Jaguars are usually associated with rainforests, but there is a population in the mountains and deserts of northern Mexico. Surprising everyone, a 2008 study regularly observed jaguars in southern Arizona as well. The jaguars on the American side (as well as their prey and habitat) are better protected than on the Mexican side, but the Mexican jaguar population is larger. Interaction between the two populations is vital for ensuring genetic diversity, as is the sufficient distance between the territories. A border wall would completely cut off the interchange, and likely lead to the extinction of the small U.S. population.

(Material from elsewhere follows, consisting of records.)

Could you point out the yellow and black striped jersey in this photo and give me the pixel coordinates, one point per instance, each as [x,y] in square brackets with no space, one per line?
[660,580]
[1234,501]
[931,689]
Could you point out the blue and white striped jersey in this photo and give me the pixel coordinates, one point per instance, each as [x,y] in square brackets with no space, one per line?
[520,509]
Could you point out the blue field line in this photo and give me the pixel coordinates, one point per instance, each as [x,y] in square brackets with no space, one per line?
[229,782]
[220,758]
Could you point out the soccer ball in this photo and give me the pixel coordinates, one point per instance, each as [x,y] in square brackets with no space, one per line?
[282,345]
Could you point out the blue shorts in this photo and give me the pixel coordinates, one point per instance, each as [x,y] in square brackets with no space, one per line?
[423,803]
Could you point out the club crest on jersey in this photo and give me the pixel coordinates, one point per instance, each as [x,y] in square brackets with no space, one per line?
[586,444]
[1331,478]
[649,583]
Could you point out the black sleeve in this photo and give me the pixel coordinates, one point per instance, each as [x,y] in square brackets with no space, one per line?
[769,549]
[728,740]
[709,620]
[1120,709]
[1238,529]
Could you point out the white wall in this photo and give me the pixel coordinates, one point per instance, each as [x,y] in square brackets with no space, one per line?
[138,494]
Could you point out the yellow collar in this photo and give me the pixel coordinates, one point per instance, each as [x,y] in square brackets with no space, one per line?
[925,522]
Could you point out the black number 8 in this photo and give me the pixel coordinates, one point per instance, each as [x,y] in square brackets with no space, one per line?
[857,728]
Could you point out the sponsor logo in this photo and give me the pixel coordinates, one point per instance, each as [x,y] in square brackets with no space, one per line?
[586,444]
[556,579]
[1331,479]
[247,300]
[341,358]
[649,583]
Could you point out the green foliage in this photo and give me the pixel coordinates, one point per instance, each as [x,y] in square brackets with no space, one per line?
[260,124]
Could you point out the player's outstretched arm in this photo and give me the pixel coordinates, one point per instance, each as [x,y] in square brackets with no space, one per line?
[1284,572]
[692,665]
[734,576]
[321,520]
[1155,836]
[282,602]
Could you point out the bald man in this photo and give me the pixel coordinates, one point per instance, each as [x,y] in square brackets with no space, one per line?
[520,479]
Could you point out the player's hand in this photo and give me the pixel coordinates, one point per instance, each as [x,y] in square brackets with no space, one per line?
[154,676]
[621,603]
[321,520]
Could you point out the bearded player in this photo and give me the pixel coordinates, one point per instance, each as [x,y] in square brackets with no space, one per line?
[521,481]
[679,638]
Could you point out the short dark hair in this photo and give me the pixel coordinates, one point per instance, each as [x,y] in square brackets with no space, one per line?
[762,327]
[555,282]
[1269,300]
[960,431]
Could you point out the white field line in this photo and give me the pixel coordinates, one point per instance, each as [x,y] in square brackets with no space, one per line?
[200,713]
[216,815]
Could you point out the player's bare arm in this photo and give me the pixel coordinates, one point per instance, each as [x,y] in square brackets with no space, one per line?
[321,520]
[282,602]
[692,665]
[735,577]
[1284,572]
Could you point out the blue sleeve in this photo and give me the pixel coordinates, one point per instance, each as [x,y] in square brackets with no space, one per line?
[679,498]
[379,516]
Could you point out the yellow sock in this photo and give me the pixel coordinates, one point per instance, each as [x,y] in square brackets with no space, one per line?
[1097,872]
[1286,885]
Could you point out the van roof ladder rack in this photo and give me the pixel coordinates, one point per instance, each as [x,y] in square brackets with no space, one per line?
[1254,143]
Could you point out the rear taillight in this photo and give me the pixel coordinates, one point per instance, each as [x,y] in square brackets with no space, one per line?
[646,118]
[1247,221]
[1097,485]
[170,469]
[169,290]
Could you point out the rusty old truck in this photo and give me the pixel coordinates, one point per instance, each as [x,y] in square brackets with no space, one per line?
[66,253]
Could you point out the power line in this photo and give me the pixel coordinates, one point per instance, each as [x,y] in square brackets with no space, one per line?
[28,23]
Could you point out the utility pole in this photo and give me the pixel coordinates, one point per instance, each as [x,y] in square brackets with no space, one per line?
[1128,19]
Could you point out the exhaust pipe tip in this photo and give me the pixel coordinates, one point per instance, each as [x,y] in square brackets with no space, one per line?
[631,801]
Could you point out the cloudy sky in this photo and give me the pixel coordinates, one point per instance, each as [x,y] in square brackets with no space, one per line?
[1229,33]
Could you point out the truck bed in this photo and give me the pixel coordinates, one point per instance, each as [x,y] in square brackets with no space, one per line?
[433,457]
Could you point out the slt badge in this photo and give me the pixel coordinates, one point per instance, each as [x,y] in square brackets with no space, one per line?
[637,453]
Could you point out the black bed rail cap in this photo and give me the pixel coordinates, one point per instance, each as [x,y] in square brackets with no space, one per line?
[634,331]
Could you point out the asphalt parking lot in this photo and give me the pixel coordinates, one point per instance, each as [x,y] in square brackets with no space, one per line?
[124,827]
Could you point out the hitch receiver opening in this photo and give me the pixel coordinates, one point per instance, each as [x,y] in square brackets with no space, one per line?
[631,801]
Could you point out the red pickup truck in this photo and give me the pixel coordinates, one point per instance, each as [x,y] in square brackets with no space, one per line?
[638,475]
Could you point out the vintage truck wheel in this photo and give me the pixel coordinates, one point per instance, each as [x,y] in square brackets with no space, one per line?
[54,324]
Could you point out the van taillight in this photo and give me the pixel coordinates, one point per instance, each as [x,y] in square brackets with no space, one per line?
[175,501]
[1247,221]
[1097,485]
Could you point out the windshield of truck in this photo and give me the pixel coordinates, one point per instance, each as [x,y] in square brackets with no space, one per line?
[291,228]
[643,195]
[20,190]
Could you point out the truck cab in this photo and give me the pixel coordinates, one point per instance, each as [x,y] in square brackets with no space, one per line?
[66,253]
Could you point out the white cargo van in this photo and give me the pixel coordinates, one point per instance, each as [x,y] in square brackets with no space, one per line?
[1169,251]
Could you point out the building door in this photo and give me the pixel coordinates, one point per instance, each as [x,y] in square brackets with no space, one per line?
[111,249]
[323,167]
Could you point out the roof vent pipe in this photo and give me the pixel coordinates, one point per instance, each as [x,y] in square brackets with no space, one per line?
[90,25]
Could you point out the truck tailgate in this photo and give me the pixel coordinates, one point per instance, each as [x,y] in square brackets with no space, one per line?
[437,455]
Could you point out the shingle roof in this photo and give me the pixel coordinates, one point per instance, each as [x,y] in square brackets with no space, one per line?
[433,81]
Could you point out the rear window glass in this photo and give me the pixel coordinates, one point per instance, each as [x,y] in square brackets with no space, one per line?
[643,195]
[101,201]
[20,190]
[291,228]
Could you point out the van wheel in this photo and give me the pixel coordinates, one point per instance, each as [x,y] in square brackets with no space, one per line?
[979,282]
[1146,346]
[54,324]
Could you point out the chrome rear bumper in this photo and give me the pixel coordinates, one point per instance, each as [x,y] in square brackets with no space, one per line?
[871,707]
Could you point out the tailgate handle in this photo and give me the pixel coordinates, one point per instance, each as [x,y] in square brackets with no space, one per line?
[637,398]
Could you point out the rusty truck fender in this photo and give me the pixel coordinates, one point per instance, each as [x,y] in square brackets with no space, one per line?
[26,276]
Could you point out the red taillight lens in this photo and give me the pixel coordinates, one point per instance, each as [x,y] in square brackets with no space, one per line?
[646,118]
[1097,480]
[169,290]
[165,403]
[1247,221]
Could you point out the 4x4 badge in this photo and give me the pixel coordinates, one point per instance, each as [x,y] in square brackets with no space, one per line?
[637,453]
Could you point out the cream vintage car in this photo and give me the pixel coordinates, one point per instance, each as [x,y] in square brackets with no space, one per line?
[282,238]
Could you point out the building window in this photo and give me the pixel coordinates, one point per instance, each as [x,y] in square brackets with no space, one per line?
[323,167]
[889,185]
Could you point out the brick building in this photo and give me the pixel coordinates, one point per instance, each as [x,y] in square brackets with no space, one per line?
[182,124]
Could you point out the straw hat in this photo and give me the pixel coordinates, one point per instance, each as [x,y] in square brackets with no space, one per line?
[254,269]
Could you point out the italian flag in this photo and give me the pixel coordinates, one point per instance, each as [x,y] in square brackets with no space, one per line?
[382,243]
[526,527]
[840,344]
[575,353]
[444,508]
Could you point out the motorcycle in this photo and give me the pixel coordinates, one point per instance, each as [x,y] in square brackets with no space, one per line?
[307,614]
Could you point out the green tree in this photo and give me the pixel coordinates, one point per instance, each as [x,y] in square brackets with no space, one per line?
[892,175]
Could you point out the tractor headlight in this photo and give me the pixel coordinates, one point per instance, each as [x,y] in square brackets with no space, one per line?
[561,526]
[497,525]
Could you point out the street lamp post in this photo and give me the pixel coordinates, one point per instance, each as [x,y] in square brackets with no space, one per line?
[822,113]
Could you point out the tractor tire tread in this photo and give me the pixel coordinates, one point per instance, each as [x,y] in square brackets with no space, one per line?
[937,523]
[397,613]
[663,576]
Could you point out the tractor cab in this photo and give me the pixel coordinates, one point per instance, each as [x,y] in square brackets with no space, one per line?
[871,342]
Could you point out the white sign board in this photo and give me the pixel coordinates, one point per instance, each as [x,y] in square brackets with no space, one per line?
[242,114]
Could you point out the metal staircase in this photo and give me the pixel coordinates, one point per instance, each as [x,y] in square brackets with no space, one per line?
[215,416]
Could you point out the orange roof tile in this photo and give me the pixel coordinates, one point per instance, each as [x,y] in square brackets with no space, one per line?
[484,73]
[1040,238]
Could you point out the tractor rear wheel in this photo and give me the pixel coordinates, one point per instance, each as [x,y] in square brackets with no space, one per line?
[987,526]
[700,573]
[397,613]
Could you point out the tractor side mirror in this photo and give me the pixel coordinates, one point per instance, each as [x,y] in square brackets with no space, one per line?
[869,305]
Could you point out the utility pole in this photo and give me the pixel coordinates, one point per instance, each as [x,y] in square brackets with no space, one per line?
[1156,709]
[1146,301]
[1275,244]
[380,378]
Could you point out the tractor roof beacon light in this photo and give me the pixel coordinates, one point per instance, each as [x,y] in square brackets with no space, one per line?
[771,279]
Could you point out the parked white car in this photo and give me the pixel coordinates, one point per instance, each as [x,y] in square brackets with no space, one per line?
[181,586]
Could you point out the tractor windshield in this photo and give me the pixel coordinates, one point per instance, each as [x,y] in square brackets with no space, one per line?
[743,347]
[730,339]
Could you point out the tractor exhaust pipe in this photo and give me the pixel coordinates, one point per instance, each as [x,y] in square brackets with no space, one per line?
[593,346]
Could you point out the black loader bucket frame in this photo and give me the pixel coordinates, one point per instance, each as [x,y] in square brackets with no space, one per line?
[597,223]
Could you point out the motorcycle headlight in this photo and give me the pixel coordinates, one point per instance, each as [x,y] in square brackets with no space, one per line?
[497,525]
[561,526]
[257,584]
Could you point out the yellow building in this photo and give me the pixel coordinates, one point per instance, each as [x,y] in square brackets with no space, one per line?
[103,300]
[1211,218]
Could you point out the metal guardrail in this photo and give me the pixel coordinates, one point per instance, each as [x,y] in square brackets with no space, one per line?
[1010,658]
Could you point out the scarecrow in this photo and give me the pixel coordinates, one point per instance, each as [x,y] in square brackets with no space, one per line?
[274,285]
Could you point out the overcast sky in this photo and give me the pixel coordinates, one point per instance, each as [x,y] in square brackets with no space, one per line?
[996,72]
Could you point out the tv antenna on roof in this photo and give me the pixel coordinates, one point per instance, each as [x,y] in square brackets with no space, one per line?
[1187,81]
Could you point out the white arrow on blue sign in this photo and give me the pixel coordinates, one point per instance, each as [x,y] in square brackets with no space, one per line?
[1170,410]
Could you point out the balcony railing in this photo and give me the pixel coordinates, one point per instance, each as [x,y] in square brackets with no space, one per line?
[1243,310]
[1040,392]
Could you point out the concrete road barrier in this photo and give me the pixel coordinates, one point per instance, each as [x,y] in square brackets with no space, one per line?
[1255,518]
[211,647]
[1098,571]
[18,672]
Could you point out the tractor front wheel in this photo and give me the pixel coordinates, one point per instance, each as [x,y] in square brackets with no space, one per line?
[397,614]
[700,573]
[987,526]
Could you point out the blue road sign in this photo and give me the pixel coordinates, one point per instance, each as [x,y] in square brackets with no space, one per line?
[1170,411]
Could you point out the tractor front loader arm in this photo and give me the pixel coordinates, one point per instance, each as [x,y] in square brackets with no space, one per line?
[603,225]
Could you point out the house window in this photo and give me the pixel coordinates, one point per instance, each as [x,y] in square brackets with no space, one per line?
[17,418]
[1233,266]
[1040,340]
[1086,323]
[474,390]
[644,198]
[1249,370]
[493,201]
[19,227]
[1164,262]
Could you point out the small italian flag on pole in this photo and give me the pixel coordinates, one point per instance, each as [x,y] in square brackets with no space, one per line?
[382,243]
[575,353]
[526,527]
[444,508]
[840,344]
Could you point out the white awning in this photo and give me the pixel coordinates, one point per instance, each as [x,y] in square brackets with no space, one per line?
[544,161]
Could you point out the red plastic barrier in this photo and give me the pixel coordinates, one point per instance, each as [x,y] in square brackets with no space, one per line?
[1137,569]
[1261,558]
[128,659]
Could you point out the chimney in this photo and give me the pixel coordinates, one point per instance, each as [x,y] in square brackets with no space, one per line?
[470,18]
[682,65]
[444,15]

On the flip side, illicit movement across the border comes with its own ecological consequences. Foot and especially vehicle traffic damage slow-growing desert plants, and trash and man-made fires pose a problem. Illegal roads change the area’s topography and accelerate the entry of invasive species; existing U.S. law enforcement infrastructure and activities exacerbate the impact. Part of the problem is the existing fragmented barrier—as the border became more difficult to cross in populated areas, the major crossing points exposed more remote and ecologically sensitive areas.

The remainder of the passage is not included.